En los últimos años, el consumo de fertilizantes en trigo se incrementó de 430.000 toneladas en 2009 (un 18% de 2,4 MTn despachadas para todos los cultivos), a 1,5 MTn en 2019, que representó un 33% de las 4,68 MTn despachadas.
En tanto, Martin Díaz-Zorita, coordinador del comité técnico de Fertilizar destacó los beneficios de una nutrición balanceada del trigo, siguiendo siempre las buenas prácticas: “El nitrógeno y el fósforo son componentes imprescindibles, pero también aparecen como fundamentales el azufre, que en aplicaciones de al menos 10 kg/ha mejora el rinde significativamente, así como también la eficiencia en el uso del nitrógeno.

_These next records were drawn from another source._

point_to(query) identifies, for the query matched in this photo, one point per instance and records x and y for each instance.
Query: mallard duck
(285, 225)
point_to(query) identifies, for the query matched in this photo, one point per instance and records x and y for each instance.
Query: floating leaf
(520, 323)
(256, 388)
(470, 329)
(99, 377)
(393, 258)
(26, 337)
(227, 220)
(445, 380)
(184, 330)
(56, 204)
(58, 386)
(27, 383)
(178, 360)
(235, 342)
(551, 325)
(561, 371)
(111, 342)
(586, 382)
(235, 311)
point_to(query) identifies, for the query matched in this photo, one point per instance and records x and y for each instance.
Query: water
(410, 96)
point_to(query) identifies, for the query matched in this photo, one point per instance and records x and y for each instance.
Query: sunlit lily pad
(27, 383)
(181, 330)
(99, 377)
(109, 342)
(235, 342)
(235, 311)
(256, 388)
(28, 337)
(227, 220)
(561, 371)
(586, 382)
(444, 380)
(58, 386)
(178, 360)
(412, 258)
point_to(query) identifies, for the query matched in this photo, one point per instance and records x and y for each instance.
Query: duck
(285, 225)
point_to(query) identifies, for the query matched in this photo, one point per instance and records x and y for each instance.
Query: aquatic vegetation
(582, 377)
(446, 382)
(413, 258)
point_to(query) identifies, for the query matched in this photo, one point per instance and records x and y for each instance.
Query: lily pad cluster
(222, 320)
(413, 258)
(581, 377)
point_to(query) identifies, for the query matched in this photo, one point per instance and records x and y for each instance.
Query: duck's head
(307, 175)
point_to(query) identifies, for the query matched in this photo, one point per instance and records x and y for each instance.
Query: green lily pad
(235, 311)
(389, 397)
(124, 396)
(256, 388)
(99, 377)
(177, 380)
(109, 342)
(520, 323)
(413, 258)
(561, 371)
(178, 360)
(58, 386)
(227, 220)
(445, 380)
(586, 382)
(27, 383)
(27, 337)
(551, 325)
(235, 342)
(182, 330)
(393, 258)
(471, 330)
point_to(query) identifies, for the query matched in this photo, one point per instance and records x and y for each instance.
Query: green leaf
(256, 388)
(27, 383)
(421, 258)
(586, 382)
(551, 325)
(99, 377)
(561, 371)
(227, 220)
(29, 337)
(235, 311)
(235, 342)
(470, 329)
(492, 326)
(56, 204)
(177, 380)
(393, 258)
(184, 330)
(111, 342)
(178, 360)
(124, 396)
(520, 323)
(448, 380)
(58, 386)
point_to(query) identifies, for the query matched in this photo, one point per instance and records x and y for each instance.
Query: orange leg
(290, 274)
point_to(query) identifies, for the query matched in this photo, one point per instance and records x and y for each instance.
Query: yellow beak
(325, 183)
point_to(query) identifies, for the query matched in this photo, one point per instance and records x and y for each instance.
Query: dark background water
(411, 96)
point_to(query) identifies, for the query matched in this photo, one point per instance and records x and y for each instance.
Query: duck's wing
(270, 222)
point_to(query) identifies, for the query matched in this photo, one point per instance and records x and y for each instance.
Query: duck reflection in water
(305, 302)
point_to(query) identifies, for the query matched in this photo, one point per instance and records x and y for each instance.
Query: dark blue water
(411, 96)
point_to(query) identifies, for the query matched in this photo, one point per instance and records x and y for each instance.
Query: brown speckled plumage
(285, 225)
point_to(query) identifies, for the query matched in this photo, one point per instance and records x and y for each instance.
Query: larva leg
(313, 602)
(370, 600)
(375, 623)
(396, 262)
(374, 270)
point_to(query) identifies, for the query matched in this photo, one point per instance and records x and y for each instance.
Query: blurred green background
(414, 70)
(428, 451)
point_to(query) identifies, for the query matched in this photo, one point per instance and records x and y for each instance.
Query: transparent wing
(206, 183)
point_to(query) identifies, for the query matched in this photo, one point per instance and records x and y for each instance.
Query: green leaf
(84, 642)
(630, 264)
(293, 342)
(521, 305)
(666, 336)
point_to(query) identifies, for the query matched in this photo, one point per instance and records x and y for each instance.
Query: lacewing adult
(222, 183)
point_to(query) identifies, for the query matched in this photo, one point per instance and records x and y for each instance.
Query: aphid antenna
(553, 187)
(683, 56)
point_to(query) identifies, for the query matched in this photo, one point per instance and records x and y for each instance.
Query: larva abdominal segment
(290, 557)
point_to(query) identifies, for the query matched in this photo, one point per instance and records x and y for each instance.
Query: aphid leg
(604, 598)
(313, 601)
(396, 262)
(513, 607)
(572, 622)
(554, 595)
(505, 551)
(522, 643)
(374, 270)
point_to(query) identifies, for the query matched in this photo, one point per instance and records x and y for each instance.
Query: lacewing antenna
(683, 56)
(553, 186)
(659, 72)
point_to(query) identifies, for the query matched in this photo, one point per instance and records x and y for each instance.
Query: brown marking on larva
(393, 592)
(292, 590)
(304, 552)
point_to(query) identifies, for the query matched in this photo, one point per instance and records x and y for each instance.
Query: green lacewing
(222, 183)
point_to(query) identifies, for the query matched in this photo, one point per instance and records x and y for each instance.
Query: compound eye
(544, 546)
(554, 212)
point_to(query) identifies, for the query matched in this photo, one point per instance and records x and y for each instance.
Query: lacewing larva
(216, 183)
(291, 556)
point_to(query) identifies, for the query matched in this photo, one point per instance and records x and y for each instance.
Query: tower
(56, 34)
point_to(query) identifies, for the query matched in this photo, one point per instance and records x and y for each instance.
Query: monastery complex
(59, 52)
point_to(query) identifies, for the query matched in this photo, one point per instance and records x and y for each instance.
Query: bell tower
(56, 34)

También, afirmó que otro nutriente que ya no puede faltar en un lote triguero es el zinc, que hoy escasea en el 70% de los suelos y que genera un aporte de por lo menos un 5% de rendimiento en estrategias de alta producción. “La fertilización es una práctica de mejora de rendimientos, con brechas del 10 al 30% sobre rendimientos frecuentes o sin fertilización”, agregó.